Now here we are with 1 hospitalization under out belts and 5 kids who are done. dah-done. done. done and dozens of professionals who claim they don’t have enough documentation to get us the out-of-home placement everyone needs. Instead, we have to continue in this dangerous (yes, threat of emotional abuse is dangerous) situation long enough for more professionals to come in and attempt to witness it OR allow one of us to be harmed physically enough to need medical attention before we can be helped. In our situation, we can’t even pay for private services if we had the money. We’ve already been denied multiple services due to her high education needs or to her age (too old at 14) or to the fact that she’s not recommended to be in a house with other children. We opened another voluntary social services case (no holding back desperation this time) that they’ve already tried to close because we’re trying to keep our family safe. Don’t get me started.
Apparently we should have been utilizing community-based in-home and wraparound services all along. The problem? We didn’t know they existed, or, once we heard of them, we weren’t convinced we were that needy. Sometimes we’re like the proverbial frog in the hot water, and we’re cooked before we realize it.
May I give you some advice lest you find yourself between a rock and a really hard place like we are?
If you are experiencing behaviors in your home that are exhausting you or any other household members, seek help. You may have to call your local CPS or DSS to get it. I know this may seem like sleeping with the enemy, but I am here to tell you, that they do not come in with suspicious eyes when YOU initiate the call. When you call, throw around words like “safety,” “family preservation,” “voluntary in-home services,” and “community-based resources.”
That may sound something like, “I’m calling to self refer our family for voluntary in-home services. We have a child with escalating behaviors, and I want to be proactive about keeping our family safe.” It may kill you to do it, but throw that kid under the bus and make it sound as bad as you fear it is. You want to get help and not get dismissed. Additionally, remember this is a voluntary process. If at any time you feel uncomfortable, you can close your case. Trust me, they are overworked and underpaid. They do not want to deal with you if you don’t want them. In fact, we’ve already had two cases CLOSED WITHOUT OUR PERMISSION trying to get help.

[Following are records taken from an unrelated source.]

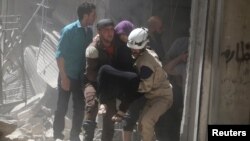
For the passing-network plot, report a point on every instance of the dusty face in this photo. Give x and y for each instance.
(89, 19)
(106, 34)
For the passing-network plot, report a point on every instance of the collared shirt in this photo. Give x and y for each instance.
(72, 45)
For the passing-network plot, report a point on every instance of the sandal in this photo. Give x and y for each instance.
(118, 117)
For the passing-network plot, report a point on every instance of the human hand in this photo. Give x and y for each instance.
(65, 83)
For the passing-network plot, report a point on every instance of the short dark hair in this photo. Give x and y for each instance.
(85, 8)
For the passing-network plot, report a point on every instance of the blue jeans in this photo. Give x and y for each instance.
(62, 107)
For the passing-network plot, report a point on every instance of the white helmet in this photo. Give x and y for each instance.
(138, 38)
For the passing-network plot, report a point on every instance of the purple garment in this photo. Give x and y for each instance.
(124, 27)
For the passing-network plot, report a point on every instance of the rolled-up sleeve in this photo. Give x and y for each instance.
(63, 44)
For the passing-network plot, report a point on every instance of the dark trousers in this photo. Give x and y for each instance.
(112, 84)
(168, 126)
(62, 107)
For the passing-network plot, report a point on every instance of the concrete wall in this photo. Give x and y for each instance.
(234, 93)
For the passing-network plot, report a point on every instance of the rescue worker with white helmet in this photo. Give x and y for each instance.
(153, 82)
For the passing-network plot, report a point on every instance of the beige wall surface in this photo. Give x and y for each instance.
(234, 93)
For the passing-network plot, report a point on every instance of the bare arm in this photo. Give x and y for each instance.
(65, 82)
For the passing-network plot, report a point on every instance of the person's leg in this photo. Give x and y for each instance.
(91, 109)
(168, 126)
(78, 110)
(127, 135)
(61, 111)
(108, 124)
(132, 117)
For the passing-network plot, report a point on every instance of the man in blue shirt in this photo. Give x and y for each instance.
(75, 37)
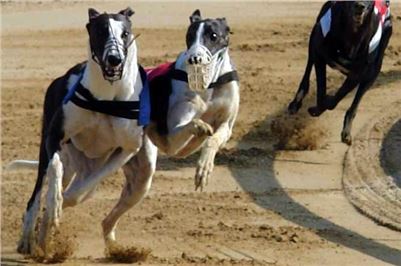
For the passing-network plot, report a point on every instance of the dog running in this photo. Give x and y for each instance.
(350, 36)
(195, 100)
(93, 124)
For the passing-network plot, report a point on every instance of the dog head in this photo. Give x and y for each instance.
(359, 11)
(207, 41)
(110, 36)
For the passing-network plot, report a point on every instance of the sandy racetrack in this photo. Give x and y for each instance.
(276, 195)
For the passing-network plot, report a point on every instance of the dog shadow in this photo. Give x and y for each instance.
(390, 157)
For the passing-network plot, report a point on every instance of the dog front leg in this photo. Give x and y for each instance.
(303, 89)
(348, 85)
(174, 142)
(208, 153)
(320, 68)
(54, 200)
(79, 188)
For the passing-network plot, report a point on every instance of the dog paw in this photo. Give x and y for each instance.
(294, 107)
(198, 103)
(201, 128)
(25, 246)
(315, 111)
(203, 172)
(346, 138)
(330, 102)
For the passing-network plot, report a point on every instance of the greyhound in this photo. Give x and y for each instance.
(195, 100)
(350, 36)
(93, 123)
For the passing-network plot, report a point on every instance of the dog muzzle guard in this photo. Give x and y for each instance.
(201, 74)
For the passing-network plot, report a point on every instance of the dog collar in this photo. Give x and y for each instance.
(136, 110)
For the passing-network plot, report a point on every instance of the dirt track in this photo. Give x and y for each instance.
(276, 195)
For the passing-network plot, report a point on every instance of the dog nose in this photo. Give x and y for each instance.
(194, 60)
(199, 59)
(359, 8)
(114, 60)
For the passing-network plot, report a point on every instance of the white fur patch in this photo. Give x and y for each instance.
(325, 22)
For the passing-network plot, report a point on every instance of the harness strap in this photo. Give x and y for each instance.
(138, 110)
(223, 79)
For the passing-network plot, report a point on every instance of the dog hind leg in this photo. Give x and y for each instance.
(208, 153)
(320, 68)
(138, 171)
(28, 240)
(303, 89)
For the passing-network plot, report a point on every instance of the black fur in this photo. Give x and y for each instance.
(216, 32)
(346, 46)
(52, 121)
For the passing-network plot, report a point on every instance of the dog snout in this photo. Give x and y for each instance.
(198, 59)
(114, 60)
(359, 8)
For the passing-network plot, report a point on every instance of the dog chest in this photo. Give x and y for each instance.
(98, 134)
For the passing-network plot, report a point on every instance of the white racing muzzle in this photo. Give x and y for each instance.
(202, 67)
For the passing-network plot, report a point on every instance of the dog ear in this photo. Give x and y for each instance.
(92, 13)
(128, 12)
(196, 16)
(224, 21)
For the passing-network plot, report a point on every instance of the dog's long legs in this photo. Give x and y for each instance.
(79, 188)
(138, 172)
(27, 240)
(320, 68)
(303, 89)
(208, 153)
(350, 114)
(364, 86)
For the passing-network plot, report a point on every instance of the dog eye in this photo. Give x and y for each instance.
(213, 37)
(125, 34)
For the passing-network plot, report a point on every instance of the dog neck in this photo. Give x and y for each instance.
(127, 88)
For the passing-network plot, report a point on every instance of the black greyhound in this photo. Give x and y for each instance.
(350, 36)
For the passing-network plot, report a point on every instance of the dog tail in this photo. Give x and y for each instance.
(22, 165)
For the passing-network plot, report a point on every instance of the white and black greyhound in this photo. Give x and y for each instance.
(93, 124)
(194, 103)
(195, 100)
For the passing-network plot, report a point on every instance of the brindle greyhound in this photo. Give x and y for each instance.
(93, 125)
(201, 97)
(350, 36)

You can ask for services such as “in home behavior support,” “in-home family counseling,” and “crisis intervention or stabilization.” Other types of help we’ve found extremely helpful are “family navigators” and “education advocates.” All the above services should be free through your local jurisdiction. The family navigators and education advocates are actually moms who have walked in your shoes and have been specially trained to navigate the bureaucracy of the state to help families have it easier than they did. Brilliant!
You may be hesitant to get these resources, but they may give you space to be a better trust-based parent. WIN!
What community-based resources have helped your family?